Iowa farms controlled by Hillandale and DeCoster were at the center of a 2010 salmonella outbreak estimated to have sickened more than 56,000 people nationwide and resulted in the recall of half a billion eggs. DeCoster and his son, Peter, pleaded guilty in 2014 for their role in the outbreak and were sentenced to three months in jail in April, while a company they controlled pleaded guilty to bribing federal inspectors. Federal prosecutors in Iowa said the DeCosters haven’t served their sentences because they are appealing them.

In the aftermath of the outbreak, DeCoster announced he was turning over his farms to a Land O’Lakes subsidiary in a 10-year lease-to-purchase deal. Land O’Lakes, based in Minnesota, did not purchase the farms, and instead its egg subsidiary, California-based Moark, reached an agreement in July to sell the lease to Hillandale, Wilt said.

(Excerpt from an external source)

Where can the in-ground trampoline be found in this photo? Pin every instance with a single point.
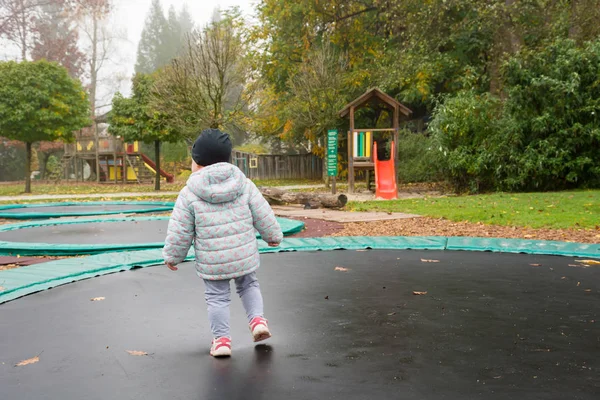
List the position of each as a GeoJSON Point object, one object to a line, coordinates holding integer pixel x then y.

The farms are still owned by DeCoster’s companies.

The farm in Turner has remained fully active, Wilt said, and is operating at capacity with 2.8 million laying hens. A farm in Winthrop had been closed but is being repopulated and now has 200,000 birds. The Leeds farm is closed with no plans to reopen.

The company will keep the managers Moark hired, including the senior manager, Skip Hagy, who pledged in a written statement to “continue to improve operations as we have worked diligently to do over the last four years as Moark employees.”

DeCoster, 81, is perhaps the most infamous businessman in Maine history. Over a half century of misconduct, his egg and hog companies have paid millions in fines and damages for everything from faking trucking logs and knowingly hiring illegal immigrants to environmental contamination, animal cruelty, workplace safety problems, and the exploitation of workers, including the alleged rapes of female employees by supervisors and the terrorizing of workers housed in squalid, crowded, cockroach-infested company trailers at his Maine farms.

In 2006, Ohio authorities discovered DeCoster was the controlling investor in an Ohio egg company owned by Hillandale’s Bethel, even though DeCoster was prohibited from operating farms in the state because he had been declared a “habitual offender” in another state, Iowa. DeCoster had apparently also invested in the Hillandale farm in Iowa involved in the 2010 outbreak, and had provided them chickens and feed.

Hillandale said in a press release Tuesday that it would be “assuming the farms’ payroll” on Sept. 26. It has applied to the Maine Department of Environmental Protection to have appropriate permits transferred from Land O’Lakes, but department spokesman David Madore said there is no timeline for when those would be approved.